W czwartek prezydent Donald Trump ogłosił, że Stany Zjednoczone wycofają się z porozumienia klimatycznego z Paryża.
Każdy, komu leży na sercu dobro środowiska, a ja należę do takich osób, nie może popierać rozwiązań, które stanowią dla Stanów Zjednoczonych karę.
Kontrowersyjna decyzja amerykańskiego prezydenta niemal natychmiast wywołała prawdziwą burzę w świecie biznesu i nowych technologii.
Elon Musk, prezes firm Tesla oraz SpaceX, poinformował, że rezygnuje z zasiadania w utworzonej kilka miesięcy temu radzie doradczej, do której zaprosił go Donald Trump.
Zmiana klimatu jest realna.
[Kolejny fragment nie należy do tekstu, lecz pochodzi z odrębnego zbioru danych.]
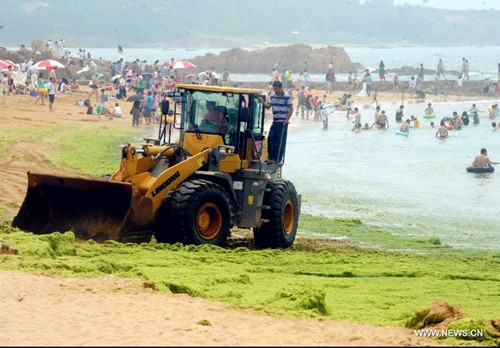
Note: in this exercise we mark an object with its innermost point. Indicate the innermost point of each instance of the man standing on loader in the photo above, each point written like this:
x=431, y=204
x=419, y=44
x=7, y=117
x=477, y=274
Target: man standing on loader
x=282, y=106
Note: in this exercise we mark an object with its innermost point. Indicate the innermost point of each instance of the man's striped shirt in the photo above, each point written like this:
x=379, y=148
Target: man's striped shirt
x=280, y=104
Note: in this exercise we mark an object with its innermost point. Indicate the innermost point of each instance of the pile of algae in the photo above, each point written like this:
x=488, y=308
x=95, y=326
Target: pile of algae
x=312, y=279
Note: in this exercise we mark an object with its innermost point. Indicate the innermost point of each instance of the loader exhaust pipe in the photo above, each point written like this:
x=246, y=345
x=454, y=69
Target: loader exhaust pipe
x=92, y=209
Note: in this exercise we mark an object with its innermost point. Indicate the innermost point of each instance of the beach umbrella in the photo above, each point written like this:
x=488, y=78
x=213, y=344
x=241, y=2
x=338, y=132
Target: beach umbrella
x=135, y=97
x=5, y=63
x=48, y=64
x=85, y=69
x=181, y=64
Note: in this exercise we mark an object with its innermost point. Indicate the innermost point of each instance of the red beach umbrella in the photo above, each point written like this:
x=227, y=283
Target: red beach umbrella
x=5, y=63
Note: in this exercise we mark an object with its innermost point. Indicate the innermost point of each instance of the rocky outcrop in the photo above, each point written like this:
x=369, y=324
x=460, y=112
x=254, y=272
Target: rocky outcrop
x=291, y=57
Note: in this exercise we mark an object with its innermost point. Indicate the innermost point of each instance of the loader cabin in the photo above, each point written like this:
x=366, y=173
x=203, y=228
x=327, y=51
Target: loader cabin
x=213, y=116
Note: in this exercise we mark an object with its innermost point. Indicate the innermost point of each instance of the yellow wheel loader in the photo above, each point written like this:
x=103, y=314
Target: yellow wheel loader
x=192, y=190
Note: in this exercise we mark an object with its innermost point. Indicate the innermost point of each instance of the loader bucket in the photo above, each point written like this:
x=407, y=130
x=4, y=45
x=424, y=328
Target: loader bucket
x=92, y=209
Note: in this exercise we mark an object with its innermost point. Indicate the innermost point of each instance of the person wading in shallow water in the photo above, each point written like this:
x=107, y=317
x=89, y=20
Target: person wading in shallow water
x=482, y=160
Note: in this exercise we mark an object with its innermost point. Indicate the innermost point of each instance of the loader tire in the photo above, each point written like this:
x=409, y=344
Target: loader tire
x=200, y=212
x=281, y=213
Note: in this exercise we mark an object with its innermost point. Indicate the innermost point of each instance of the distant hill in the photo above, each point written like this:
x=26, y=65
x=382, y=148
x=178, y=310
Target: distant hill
x=241, y=23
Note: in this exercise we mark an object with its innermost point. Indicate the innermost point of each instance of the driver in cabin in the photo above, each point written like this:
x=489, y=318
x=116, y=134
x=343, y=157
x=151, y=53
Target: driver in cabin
x=216, y=118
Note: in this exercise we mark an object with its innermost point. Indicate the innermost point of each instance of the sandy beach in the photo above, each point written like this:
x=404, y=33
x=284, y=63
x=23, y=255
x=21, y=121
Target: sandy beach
x=43, y=310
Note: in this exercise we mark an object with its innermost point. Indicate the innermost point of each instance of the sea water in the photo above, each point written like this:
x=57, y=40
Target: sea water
x=414, y=186
x=483, y=60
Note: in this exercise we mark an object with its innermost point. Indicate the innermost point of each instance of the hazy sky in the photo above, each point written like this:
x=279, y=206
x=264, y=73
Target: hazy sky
x=454, y=4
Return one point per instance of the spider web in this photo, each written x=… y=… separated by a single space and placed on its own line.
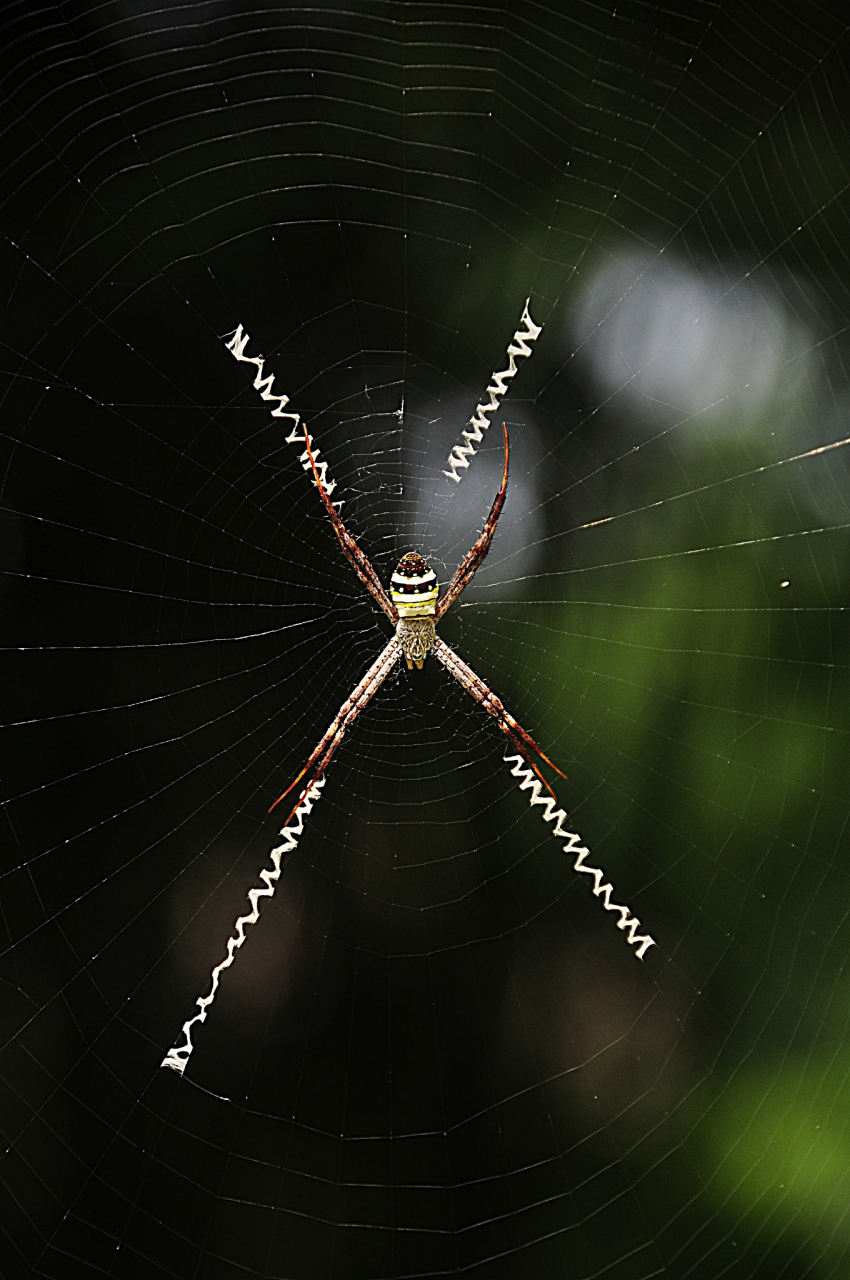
x=434 y=1054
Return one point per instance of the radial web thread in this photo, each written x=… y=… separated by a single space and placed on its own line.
x=178 y=1056
x=458 y=458
x=237 y=343
x=601 y=888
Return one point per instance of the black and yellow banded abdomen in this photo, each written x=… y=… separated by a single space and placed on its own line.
x=414 y=586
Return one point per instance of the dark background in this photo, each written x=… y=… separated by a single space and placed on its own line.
x=435 y=1054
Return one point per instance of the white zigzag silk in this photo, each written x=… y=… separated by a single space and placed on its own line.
x=627 y=922
x=458 y=458
x=178 y=1056
x=265 y=385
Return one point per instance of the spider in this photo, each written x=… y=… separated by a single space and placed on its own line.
x=414 y=606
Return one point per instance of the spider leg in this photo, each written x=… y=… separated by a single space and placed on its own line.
x=356 y=557
x=466 y=570
x=359 y=698
x=476 y=689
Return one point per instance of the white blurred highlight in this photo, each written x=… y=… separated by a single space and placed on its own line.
x=673 y=339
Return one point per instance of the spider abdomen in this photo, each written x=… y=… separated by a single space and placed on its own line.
x=414 y=592
x=414 y=586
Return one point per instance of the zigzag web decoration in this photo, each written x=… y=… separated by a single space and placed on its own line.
x=265 y=385
x=627 y=922
x=178 y=1056
x=461 y=453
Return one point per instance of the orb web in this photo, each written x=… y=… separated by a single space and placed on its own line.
x=434 y=1052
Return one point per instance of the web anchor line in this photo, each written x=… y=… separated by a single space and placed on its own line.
x=265 y=385
x=178 y=1056
x=458 y=458
x=627 y=922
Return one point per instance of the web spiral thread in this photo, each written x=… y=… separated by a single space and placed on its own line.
x=458 y=458
x=265 y=385
x=601 y=887
x=178 y=1056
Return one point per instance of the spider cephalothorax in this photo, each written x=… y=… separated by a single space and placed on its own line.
x=414 y=592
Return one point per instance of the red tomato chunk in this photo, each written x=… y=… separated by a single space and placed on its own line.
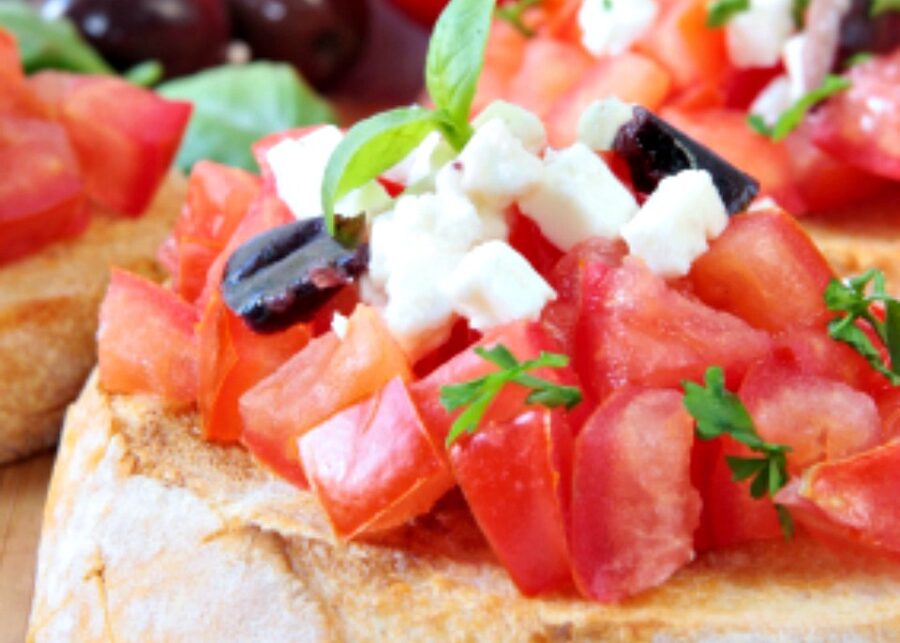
x=634 y=510
x=374 y=466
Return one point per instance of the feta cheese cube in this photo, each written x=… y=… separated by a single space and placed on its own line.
x=674 y=224
x=609 y=27
x=496 y=167
x=578 y=197
x=298 y=165
x=601 y=121
x=756 y=36
x=521 y=123
x=495 y=285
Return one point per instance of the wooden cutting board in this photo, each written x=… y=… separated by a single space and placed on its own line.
x=23 y=487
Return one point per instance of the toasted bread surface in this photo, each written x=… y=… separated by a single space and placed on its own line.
x=48 y=316
x=151 y=534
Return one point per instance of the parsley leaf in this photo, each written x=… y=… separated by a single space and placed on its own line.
x=720 y=412
x=883 y=6
x=478 y=394
x=793 y=116
x=853 y=299
x=719 y=12
x=512 y=13
x=454 y=63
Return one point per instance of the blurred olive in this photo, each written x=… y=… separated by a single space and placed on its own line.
x=184 y=35
x=320 y=37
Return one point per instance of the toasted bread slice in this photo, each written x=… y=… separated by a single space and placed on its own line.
x=48 y=317
x=151 y=534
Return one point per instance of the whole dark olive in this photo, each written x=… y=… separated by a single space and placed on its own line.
x=184 y=35
x=322 y=38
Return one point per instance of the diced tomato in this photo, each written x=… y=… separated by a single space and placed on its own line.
x=41 y=194
x=731 y=515
x=819 y=419
x=631 y=77
x=217 y=201
x=635 y=329
x=826 y=183
x=526 y=340
x=860 y=495
x=813 y=352
x=510 y=474
x=233 y=359
x=125 y=138
x=502 y=58
x=374 y=466
x=681 y=42
x=327 y=376
x=862 y=124
x=634 y=510
x=765 y=269
x=549 y=69
x=726 y=132
x=146 y=340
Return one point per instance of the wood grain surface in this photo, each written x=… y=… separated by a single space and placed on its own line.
x=22 y=490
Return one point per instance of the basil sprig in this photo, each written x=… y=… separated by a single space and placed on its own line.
x=454 y=63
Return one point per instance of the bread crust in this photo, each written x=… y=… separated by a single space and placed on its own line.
x=48 y=316
x=151 y=534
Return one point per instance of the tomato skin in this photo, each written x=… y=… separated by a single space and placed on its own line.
x=146 y=340
x=636 y=329
x=511 y=478
x=859 y=495
x=819 y=419
x=217 y=201
x=861 y=125
x=765 y=269
x=526 y=340
x=327 y=376
x=632 y=77
x=41 y=194
x=124 y=155
x=374 y=466
x=631 y=483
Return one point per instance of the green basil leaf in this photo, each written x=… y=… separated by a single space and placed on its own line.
x=456 y=56
x=371 y=147
x=49 y=43
x=236 y=105
x=719 y=12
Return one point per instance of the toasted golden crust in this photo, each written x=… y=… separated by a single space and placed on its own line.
x=150 y=534
x=48 y=317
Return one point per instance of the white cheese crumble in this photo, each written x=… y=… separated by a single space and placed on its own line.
x=601 y=121
x=675 y=223
x=494 y=285
x=755 y=37
x=578 y=197
x=298 y=165
x=521 y=123
x=609 y=27
x=496 y=167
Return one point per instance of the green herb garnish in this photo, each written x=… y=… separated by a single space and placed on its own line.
x=720 y=412
x=854 y=298
x=794 y=115
x=512 y=13
x=454 y=63
x=478 y=394
x=720 y=12
x=883 y=6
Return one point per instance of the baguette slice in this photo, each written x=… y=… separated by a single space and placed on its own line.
x=48 y=316
x=151 y=534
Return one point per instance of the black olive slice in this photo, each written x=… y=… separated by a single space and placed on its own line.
x=283 y=276
x=654 y=150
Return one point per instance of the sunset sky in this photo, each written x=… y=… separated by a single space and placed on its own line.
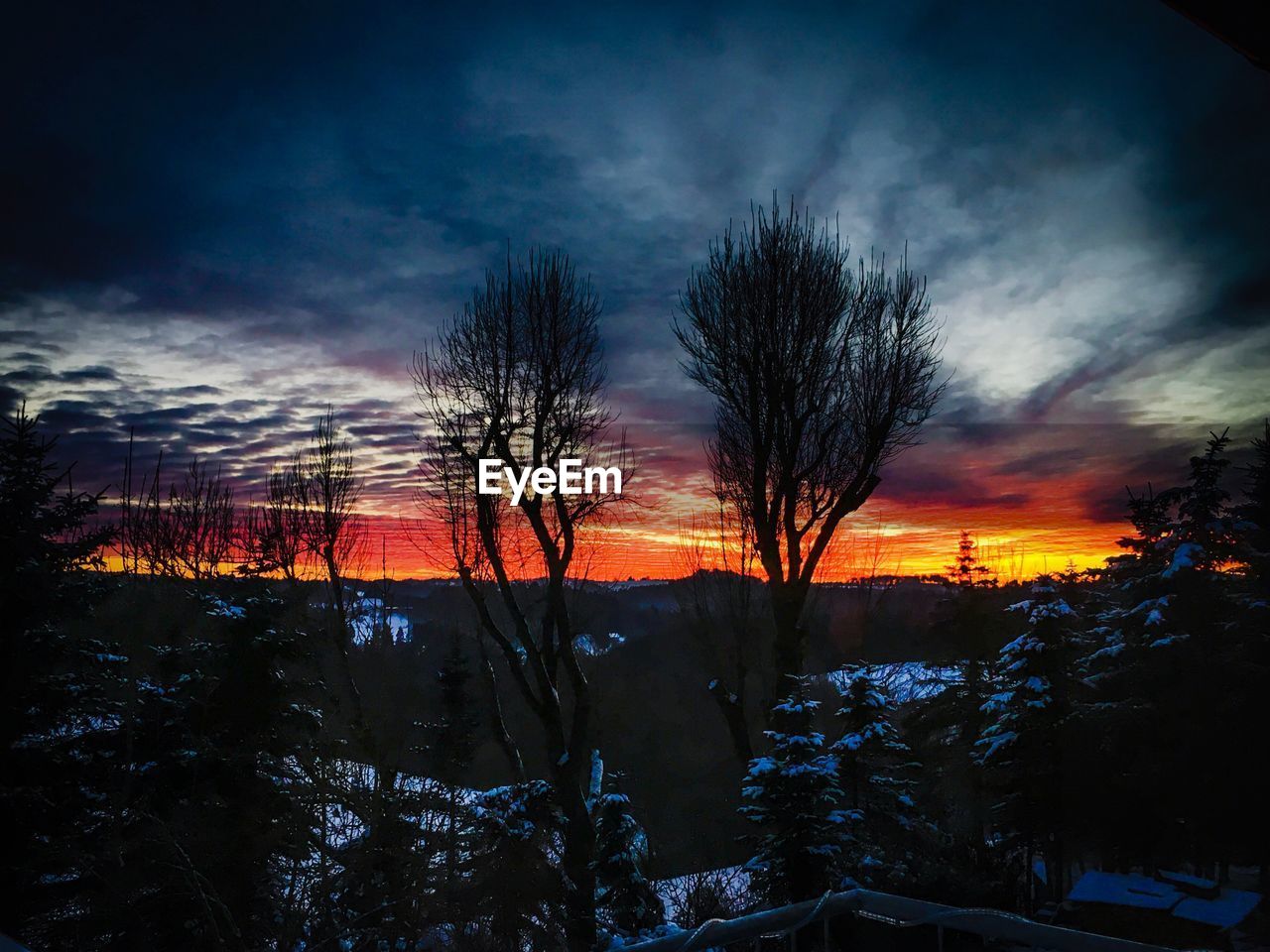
x=214 y=223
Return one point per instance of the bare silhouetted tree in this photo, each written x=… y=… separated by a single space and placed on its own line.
x=273 y=532
x=191 y=534
x=722 y=606
x=821 y=375
x=326 y=492
x=520 y=376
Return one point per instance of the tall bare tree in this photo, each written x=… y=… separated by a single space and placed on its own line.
x=722 y=607
x=326 y=492
x=518 y=376
x=821 y=372
x=191 y=534
x=273 y=532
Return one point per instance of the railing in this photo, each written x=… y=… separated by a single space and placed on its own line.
x=897 y=911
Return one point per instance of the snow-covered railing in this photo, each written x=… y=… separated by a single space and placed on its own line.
x=897 y=911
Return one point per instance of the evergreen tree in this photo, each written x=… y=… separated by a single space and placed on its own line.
x=1023 y=748
x=516 y=878
x=878 y=779
x=792 y=794
x=54 y=702
x=1167 y=656
x=625 y=896
x=968 y=631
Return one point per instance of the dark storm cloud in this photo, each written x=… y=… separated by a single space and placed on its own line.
x=1082 y=184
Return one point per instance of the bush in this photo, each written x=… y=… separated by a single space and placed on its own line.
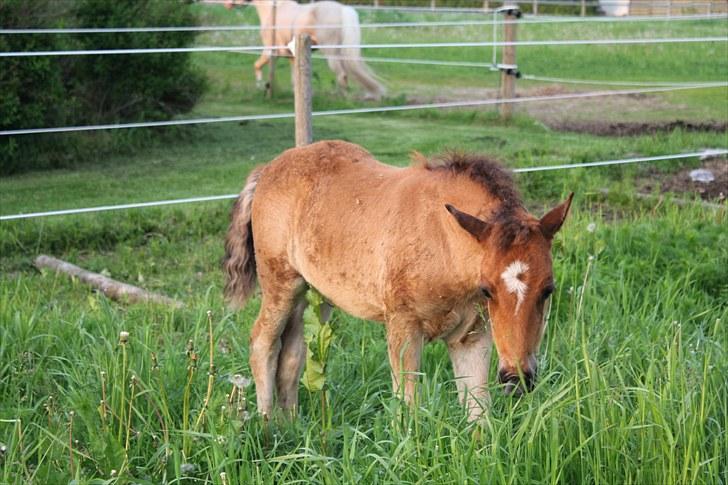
x=80 y=90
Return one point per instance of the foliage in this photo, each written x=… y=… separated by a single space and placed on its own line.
x=317 y=335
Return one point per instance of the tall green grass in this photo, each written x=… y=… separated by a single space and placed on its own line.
x=632 y=388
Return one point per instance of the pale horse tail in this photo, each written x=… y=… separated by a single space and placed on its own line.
x=239 y=261
x=352 y=62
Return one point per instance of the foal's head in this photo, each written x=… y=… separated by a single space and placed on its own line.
x=516 y=280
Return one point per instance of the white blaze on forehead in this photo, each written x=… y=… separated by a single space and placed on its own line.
x=514 y=285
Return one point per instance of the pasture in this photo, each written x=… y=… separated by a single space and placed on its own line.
x=632 y=385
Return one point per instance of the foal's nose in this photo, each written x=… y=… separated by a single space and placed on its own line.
x=513 y=383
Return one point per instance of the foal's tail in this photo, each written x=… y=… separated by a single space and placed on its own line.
x=239 y=260
x=352 y=61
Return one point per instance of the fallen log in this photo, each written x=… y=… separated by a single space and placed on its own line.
x=116 y=290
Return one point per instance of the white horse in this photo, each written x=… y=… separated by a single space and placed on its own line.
x=328 y=23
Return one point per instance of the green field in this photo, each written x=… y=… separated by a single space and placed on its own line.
x=632 y=387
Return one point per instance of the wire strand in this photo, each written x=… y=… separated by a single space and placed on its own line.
x=373 y=25
x=431 y=45
x=543 y=168
x=381 y=109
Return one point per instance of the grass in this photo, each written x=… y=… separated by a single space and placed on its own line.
x=632 y=388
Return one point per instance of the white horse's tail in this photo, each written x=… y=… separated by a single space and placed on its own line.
x=352 y=61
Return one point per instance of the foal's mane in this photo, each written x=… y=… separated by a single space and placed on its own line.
x=508 y=218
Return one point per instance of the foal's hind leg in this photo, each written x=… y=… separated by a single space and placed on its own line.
x=291 y=359
x=281 y=286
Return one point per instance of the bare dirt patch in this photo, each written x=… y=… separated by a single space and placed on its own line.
x=681 y=183
x=601 y=116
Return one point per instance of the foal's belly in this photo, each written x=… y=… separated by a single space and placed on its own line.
x=350 y=295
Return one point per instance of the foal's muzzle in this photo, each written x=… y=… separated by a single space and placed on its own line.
x=515 y=384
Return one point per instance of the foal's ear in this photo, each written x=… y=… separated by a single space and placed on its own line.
x=551 y=222
x=477 y=228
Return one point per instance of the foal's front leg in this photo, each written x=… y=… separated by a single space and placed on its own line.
x=404 y=342
x=470 y=356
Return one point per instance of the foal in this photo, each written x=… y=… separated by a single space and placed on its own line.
x=428 y=250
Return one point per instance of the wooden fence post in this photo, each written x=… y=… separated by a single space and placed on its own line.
x=509 y=69
x=303 y=94
x=272 y=62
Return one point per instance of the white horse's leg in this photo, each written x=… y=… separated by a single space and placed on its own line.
x=470 y=357
x=262 y=61
x=291 y=359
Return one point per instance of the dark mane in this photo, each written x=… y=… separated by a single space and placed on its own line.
x=498 y=182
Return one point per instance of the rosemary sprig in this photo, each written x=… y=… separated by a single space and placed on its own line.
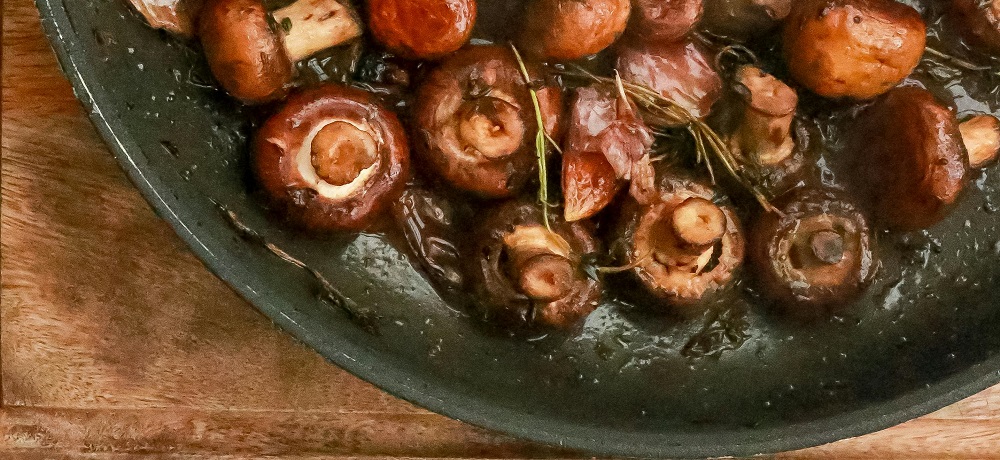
x=660 y=112
x=542 y=139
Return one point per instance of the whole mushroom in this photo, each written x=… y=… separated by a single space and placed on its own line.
x=252 y=51
x=475 y=121
x=332 y=158
x=526 y=274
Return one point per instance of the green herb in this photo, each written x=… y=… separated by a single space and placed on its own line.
x=542 y=139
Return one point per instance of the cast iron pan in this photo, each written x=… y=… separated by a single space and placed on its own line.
x=926 y=335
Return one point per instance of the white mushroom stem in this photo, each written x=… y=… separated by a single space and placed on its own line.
x=765 y=133
x=981 y=135
x=310 y=26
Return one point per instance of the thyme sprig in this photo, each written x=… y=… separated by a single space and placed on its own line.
x=660 y=112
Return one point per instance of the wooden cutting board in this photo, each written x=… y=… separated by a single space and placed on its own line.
x=115 y=342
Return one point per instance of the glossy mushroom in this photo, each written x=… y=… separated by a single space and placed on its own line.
x=475 y=123
x=422 y=29
x=606 y=144
x=912 y=163
x=252 y=51
x=681 y=72
x=853 y=48
x=565 y=30
x=525 y=274
x=816 y=253
x=331 y=158
x=684 y=246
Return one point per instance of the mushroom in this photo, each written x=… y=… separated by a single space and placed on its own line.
x=684 y=246
x=527 y=274
x=981 y=136
x=912 y=164
x=743 y=19
x=664 y=21
x=331 y=158
x=606 y=143
x=678 y=71
x=980 y=20
x=817 y=252
x=572 y=29
x=853 y=48
x=252 y=52
x=422 y=29
x=476 y=121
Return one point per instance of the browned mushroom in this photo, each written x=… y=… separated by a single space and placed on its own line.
x=606 y=143
x=679 y=71
x=251 y=51
x=684 y=246
x=853 y=48
x=571 y=29
x=525 y=274
x=476 y=123
x=981 y=135
x=332 y=158
x=979 y=20
x=422 y=29
x=912 y=164
x=817 y=252
x=664 y=21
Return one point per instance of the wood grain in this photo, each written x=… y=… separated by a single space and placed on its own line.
x=116 y=343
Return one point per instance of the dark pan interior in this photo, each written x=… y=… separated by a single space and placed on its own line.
x=926 y=334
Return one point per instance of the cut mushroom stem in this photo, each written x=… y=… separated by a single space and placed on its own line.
x=765 y=133
x=981 y=135
x=310 y=26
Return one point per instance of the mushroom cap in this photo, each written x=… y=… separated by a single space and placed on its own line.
x=912 y=163
x=478 y=96
x=498 y=295
x=246 y=56
x=817 y=252
x=288 y=137
x=422 y=29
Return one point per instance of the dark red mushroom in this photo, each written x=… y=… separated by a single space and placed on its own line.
x=684 y=246
x=853 y=48
x=525 y=274
x=252 y=51
x=664 y=21
x=572 y=29
x=817 y=252
x=681 y=72
x=422 y=29
x=332 y=158
x=476 y=123
x=912 y=163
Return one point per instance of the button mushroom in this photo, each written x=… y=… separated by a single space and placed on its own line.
x=572 y=29
x=525 y=274
x=679 y=71
x=331 y=158
x=912 y=164
x=422 y=29
x=606 y=143
x=251 y=51
x=664 y=21
x=816 y=253
x=476 y=122
x=684 y=246
x=853 y=48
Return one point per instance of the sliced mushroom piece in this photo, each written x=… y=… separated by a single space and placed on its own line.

Opuszczenie Paryża nie jest dobra dla Ameryki, jak i całego świata.
– napisał biznesmen na swoim profilu w serwisie Twitter.
Podobną decyzję podjął prezes Disneya Robert Iger, który podkreślił, że rezygnacja z zasiadanie w radzie doradczej Trumpa to dla niego "kwestia zasad".
Decyzję Trumpa skrytykował również m.in. prezes banku Goldman Sachs, który w tym celu zdecydował się na napisanie pierwszego tweeta w swojej karierze.
Dzisiejsza decyzja będzie ciosem dla środowiska i dla pozycji Stanów Zjednoczonych w świecie
- napisał Lloyd Blankfein.
Podobną opinię wyraził Mark Zuckerberg, który podkreślił, że wycofanie się z umowy klimatycznej z Paryża będzie miało niekorzystny wpływ na amerykańską gospodarkę i "narazi przyszłość naszych dzieci na szwank". Twórca Facebooka zaznaczył, że tylko wspólnie globalna społeczność może zatrzymać niekorzystne zmiany klimatyczne.
Głos w sprawie zabrał także Tim Cook. "Rozmawiałem z prezydentem Trumpem we wtorek i próbowałem przekonać go do tego, żeby Stan Zjednoczone nie wycofały się z umowy. Ale to nie wystarczyło" - napisał prezes Apple w liście do swoich pracowników.
W związku z decyzją prezydenta Donalda Trumpa serwis Weather Channel, którego właścicielem jest amerykański gigant IBM, postanowił uruchomić specjalną kampanię edukacyjną, która ma uświadomić Amerykanom, jak fatalne mogą być skutki wycofania się USA z umowy klimatycznej z Paryża.
Weather Channel fot. Weather Channel
Porozumienie klimatyczne z Paryża zostało zawarte w 2015 r. przez ponad 190 państw. Celem układu jest redukcja emisji gazów cieplarnianych - pozwalająca na utrzymanie średniej temperatury na Ziemi na poziomie nie wyższym niż 2 stopnie Celsjusza ponad średnią temperaturę sprzed epoki przemysłowej.